On Jan.31, 2008, a new regulation governing Internet broadcast of video and audio program services went into effect that significantly changed registration requirements and procedure. The Administrative Rules on Internet Video/Audio Program Services (“New Rules”) are jointly published by the State Administration of Radio, Film and Television (SARFT) and the Ministry of Information Industries (MII) of China.
Although in many ways, the New Rules do not differ from the existing Administrative Measures on Video/Audio Programs Broadcasted Via Internet and Other Information Networks, published by SARFT in 2004 (“2004 Measures”), the New Rules introduce changes that may affect existing privately owned Internet audio/video program service providers and allow minority participation of foreign investment.
The New Rules do not replace or invalidate the 2004 Measures. However, in case of any inconsistency between the provisions of the New Rules and those of the 2004 Measures or any other regulations promulgated prior to Jan. 31, 2008, the provisions of the New Rules will prevail.
Dual registration requirements
Like the 2004 Measures, the New Rules require an Internet video/audio program service provider to obtain an Information Network Broadcast Permit for Video/Audio Programs (“Permit”) from SARFT and set forth similar technical and professional requirements that Permit applicants must meet.
A significant registration change under the New Rules is that the provider must now also apply with MII for a permit to engage in telecommunication businesses and to complete all corresponding business registrations with the State Administration of Industry and Commerce. The New Rules, therefore, appear to be broader and more demanding than the 2004 Measures, since they are jointly published by SARFT and MII to address both the video/audio-content and broadcast side of the business as well as the Internet-access and value-added telecommunications side.
Ownership requirements and implications
The 2004 Measures explicitly preclude wholly foreign-owned enterprises and Sino-foreign cooperative or equity joint ventures from engaging in the business of broadcasting video/audio programs via information networks. However, the New Rules, which require Permit applicants to be “State-owned or State-controlled” service providers only, appear to allow participation of Sino-foreign joint venture Internet video/audio program service providers with a State-owned partner who either owns a majority share of its equity interests or controls its management.
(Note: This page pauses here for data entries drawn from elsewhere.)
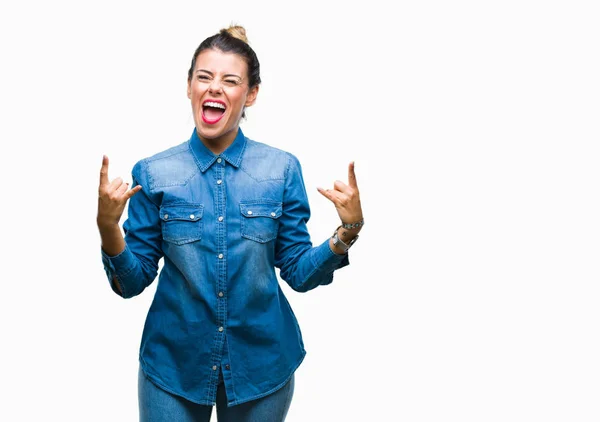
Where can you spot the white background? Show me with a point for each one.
(473, 292)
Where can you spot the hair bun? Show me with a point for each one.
(236, 31)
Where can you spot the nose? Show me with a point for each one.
(215, 86)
Efforts to consult with SARFT for confirmation of this literal interpretation of the New Rules have so far been unsuccessful. Meanwhile, the New Rules have raised issues regarding existing Internet video/audio program service providers, most of which are privately owned enterprises operating without a Permit. Some of these businesses even contain elements of foreign ownership. Only a few existing service providers are State-owned and operating with a Permit.
Purportedly, a detailed rule for the implementation of the New Rule will come out soon, which will “grandfather in” Internet video/audio program service providers with a Permit who were already operating before Jan.31, 2008, by allowing them to continue operation within the remaining term of their Permit, even if they are not State-owned or State-controlled. These existing service providers are also allowed to renew their Permit upon expiration, but the renewal will likely be governed by the New Rules and their new requirement of State ownership.
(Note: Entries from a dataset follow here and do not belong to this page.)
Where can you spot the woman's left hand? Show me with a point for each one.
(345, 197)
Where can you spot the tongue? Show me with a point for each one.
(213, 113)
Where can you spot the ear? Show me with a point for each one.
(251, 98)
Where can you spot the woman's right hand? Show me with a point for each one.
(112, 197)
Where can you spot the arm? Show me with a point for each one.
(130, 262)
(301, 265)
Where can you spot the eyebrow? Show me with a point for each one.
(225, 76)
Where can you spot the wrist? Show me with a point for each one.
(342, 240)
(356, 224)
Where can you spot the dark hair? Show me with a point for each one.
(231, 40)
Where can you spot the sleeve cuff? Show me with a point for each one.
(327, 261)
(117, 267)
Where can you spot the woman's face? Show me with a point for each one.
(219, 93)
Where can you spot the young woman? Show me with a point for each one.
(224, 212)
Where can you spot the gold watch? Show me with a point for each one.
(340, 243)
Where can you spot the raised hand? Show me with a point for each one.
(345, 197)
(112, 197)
Following are some major highlights of the New Rules:
- The New Rules cover the provision of video/audio program services to the public in China via wireless Internet and mobile devices.
- “Internet video/audio program service” is defined as a business that makes, edits or integrates video/audio programs for broadcast to the public via the Internet, and that uploads and broadcasts video/audio programs of others on the Internet.
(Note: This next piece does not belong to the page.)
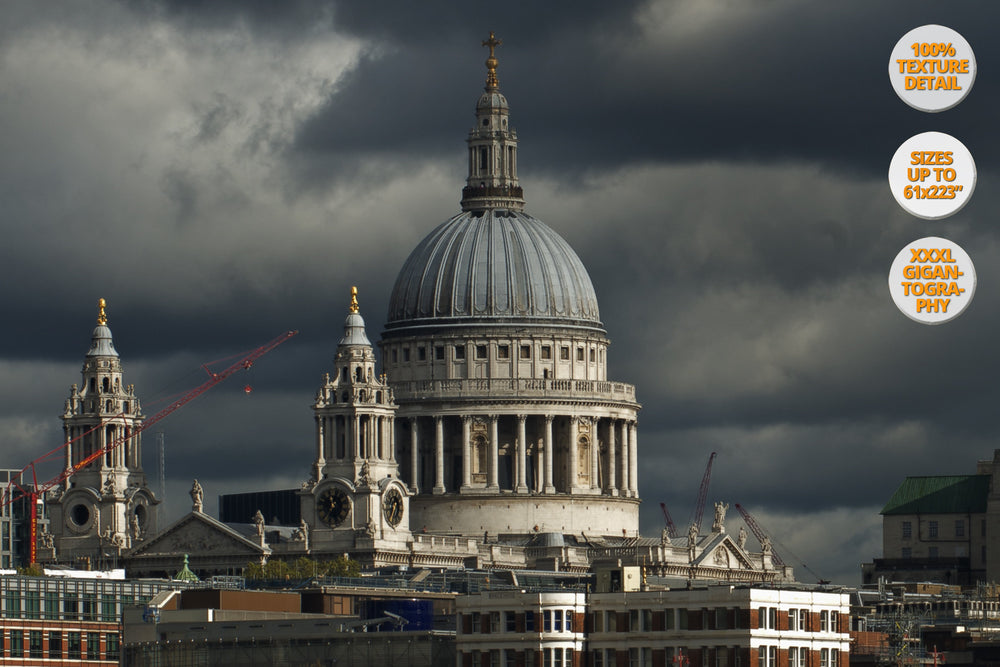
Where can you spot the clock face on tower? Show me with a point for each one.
(333, 506)
(392, 507)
- A Permit applicant must have no record of legal violations or non-compliance with laws for three years prior to the application date.
- Providers of news related, or TV talk show- and forum-type video/audio program services via the Internet must obtain additional and applicable permits from the State Administration of Industry and Commerce for news broadcast, Internet news publishing or making broadcast TV programs.
- Providers of Internet video/audio program services must display the Permit and filing number in a prominent place within the program.
- A business (and/or its investors and operators) that provide services in connection with Internet video/audio program-related fee collection, signal transmission, accommodation for server or other financial and technical services to another service provider without a Permit are subject to severe penalties and fines.
Content requirements and implications
The New Rules emphasize, among other things, encouragement of the development of video/audio programs that are “better suited for the consumption of a new generation.” It holds the investors and operators of Internet video/audio program services responsible for the content of their programs, and requires the programs to be kept on file in their entirety for at least 60 days after broadcast.
These positions seem to echo an official notice of MII issued a few weeks before the New Rules were enacted, strongly demanding a crackdown on “spooky ghost- and extraterrestrial-type” video/audio products. Unlike acceptable video/audio products that are based on traditional Chinese fairy tales such as “The Journey to the West” and “Bizarre Stories from a Lonely Studio (liao zhai shi yi),” or science fiction stories, such as “Harry Potter” and “Chang Jiang No. 7,” as explained by MII officials, the so-called spooky ghosts are found to lack healthy imagination, meaningful thoughts or moral principles, and to convey terror, cruelty and violence that endanger the mental development of minors.